Sizin zahiriniz hem Cenabı Hak ve hem de
kuvvetli ve şevketli hükümeti Cumhuriyetimizdir. İki güne kadar Hınıs’a piyade
alayları ve topçu bataryaları geliyor. Topların ateş saçan mermileri, ussatın
kalblerini çak, çak edecek müthiş gürültüleri altında köpekler gibi titriyecek
ve kaçacak bir delik ararlarken, sizin arka ve yandan yapacağınız Hayderana
hücumlarla onların sizin hayvanlarınızın ayakları altında ezildiğini ve can
çekiştiklerini göreceksiniz. (9) Azmü-sebat, baisi felâh ve saadettir. Size son
diyeceğim. Sebat ve metanettir. Alacağınız emir talimatı ayrıca yazarız. Muhabereniz
eksik olmasın. Ussat rüesasının isimlerini tesbit ediniz. Ve yaptıkları denâeti
iyice tahkik ediniz. Cümlenin gözlerinden öper, muvaffakiyetler temenni ederim
efendim.
Hınıs Müfreze Kumandanı
Kaymakam
Osman
Vesika : II
(Talimatname)
Hınıs
14 Mart 1341 (1925)
1- Mıntıkamızın
Çarek aşiretinden toplanan atlı ve piyade mevcudiyle, burada bulunan Hormek ve
Lolan aşiretleri ağavatiyle şimdi Arpaderesi’ne hareket edilecektir.
2- Bu
müfrezenin vazifesi: Ussatın Varto’dan Hınıs istikametine doğru muhtemel olan
taarruzunu def etmek, ve ussatın arkasında kalan Hormek ve Lolan aşiretleriyle
irtibat tesis ederek müştereken yapacakları baskınlarda, ussatı tepelemek ve istihbarata
son derece ehemmiyet vermek ve alacakları haberleri her gün sabah, akşam
raporla bildireceklerdir.
3- Erzurum,
Sarıkamış’tan kıtaatı mürettebenin ilk kademesi olan 34 ve 35 inci alaylarla
obüs bataryaları ve süvari kuvvetleri bir iki güne kadar mıntıkamıza dahil
olacaklardır.
4- Milli
kuvvetlerin bulunduğu mıntıkalarda hükümet aleyhinde propaganda yapanlar
derdest edilerek Divanı Harbe gönderilmesi için Hınıs’a sevk edileceklerdir.
5- Her
gün Arpaderesi’nden Varto istikametine kuvvetli ve cüretli keşif kolları sevk
edilerek ussatın en ufak harekâtı keşif edilecek, ve ussatın yerli ahaliden
sail sıfatiyle göndermesi muhtemel bulunan casuslar behemehal dersdest
edilecektir.
6- Arpaderesi’ndeki
müfrezeye iltihak eden silahlı kuvvetler, mutlaka Hormek, Lolan, Çarek
aşiretlerinden olacak ve başka aşiretlerden kuvvet alınmayacaktır ve kabul
edilmeyecektir.
7- Arpaderesi’nde
toplanan milli kuvvetlerimiz, her aşiret efradına kendi rüesası muhabere, emir
ve nezaret edecektir.
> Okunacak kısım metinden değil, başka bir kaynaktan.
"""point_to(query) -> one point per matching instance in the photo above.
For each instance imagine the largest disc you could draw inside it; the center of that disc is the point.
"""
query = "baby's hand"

Bu kuvvetler Hınıs müfreze kumandanlığına bağlı
bulunacaklardır.
14
Mart 1341 (1925)
Hınıs Müfreze Kumandanı
Kaymakam Osman
Asilerin Varto ilçesini işgal ettikleri
beş gün olmuştu. Bunlar Hormek milli kuvvetlerinin korkusundan Varto merkezini
boşaltıp Hınıs’a taarruz edememişlerdi. Nihayet Şeyh Abdullah ve Cibran
ağalarının verdikleri son kararda kuvvetlerin bir kısım Hormekliler cephesinde
bırakılarak, Şeyh Abdullah idaresinde olan bin kişilik bir asi kuvveti, 17 Mart
1341-1925 günü Arpaderesi’ne taarruz etti. Asiler bu çetin gedikte akşama kadar
Hormekli Ali Haydar, Çarekli Haşim ve Lolanlı Hüseyin ve Hınıs jandarma
kuvvetleriyle çarpışarak bir türlü yolu açamadılar ve akşam Kirs köyüne
döndüler.
Asiler bu denemeden sonra Arpaderesi’ni
sökemeyeceklerine inanarak bu cepheyi arkadan çözmek için Cibranlı Halid’in
kardeşleri Selim ve Ahmet’i ikiyüz kişi ile 19 Mart 1925 gecesi Varto’dan
çıkardılar; bu kuvvetler Bulanık’ta Cibranlı aşiretiyle Bulanık ilçesini işgal
edip Malazgirt ilçesinde Hasananli Halid’in kuvvetleriyle birleşti. Cibranlı Halid’in
kardeşleri, Hasananli Halit ve Şeyh Ali Rıza’nın buradan Şeyh Abdullah’a
yazdıkları mektupta: Bunların bütün kuvvetleriyle 23 Mart 1925 günü Hınıs
merkezine baskın edip bu ilçeyi işgal ettikten sonra Arpaderesi’ndeki milli
kuvvetleri arkadan saracaklarını ve Şeyh Abdullah’ın da, o gün bütün
kuvvetleriyle Arpaderesi’ne taarruz etmesini bildirmişlerdi.
Henüz bu mektup Varto’ya
yetişmeden Şeyh Abdullah, Varto’daki kuvvetinden beşyüz kişi ayırarak 19 Mart
1925 günü Sakavi nahiyesine göndermiş, bu kuvvet Muş ovasındaki Cibranlı,
Felemez ve Kolotu oğullarıyla birleşip Muş üzerine yürüyecekti.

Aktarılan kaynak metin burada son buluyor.